Glaxo (GSK) recently announced that the waiting period with respect to its tender offer for the acquisition of the outstanding shares of Human Genome Sciences, Inc. (:HGSI) has expired under the Hart-Scott-Rodino Antitrust Improvement Act of 1976 (HSR Act).
Meanwhile, Human Genome’s board of directors continued to advise its stockholders against Glaxo’s tender offer.
Earlier, in April 2012, Glaxo had made an offer to acquire Human Genome for $13 per share in cash. However, Human Genome’s board had rejected the offer as they believed that the offer price undervalued the company. Glaxo went ahead and commenced a tender offer on May 10, 2012, which is set to expire on June 7, 2012.
If Glaxo succeeds in acquiring Human Genome, it would gain full control over Benlysta (approved for treating systemic lupus erythematosus). Glaxo will also gain control over late-stage candidates such as darapladib (cardiovascular disease) and albiglutide (type II diabetes).
Benlysta has significant potential, being the first lupus drug to hit the market in more than 50 years.
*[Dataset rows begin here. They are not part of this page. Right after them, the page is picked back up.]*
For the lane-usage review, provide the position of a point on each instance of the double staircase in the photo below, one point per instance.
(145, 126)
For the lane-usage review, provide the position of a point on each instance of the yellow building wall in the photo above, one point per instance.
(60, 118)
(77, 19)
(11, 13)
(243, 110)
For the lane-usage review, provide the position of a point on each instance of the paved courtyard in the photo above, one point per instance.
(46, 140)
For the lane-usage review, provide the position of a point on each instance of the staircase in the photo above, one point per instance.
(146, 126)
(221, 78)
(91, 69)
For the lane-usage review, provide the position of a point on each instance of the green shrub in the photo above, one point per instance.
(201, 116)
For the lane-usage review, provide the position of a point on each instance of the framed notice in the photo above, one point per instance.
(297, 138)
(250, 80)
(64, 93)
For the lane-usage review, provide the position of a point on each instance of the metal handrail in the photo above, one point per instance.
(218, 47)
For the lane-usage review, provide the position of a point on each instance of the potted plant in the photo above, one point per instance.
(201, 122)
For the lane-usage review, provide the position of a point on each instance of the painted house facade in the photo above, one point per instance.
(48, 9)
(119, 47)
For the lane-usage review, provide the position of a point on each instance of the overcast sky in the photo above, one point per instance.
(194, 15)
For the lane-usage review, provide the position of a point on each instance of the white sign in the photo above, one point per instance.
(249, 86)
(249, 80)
It was approved in the US in March 2011, while EU approval came in July 2011. However, the product has performed below expectations since launch. Glaxo recorded sales of $14 million in the first quarter of 2012.
The acquisition will raise the returns on research and development (R&D) expenses for Glaxo and lead to cost synergies of minimum $200 million by 2015. We believe this potential takeover would be accretive for the company from 2013.
Human Genome shareholders also stand to benefit from the acquisition, as the offer price represents an 81% premium over Human Genome’s closing share price on April 18, 2012.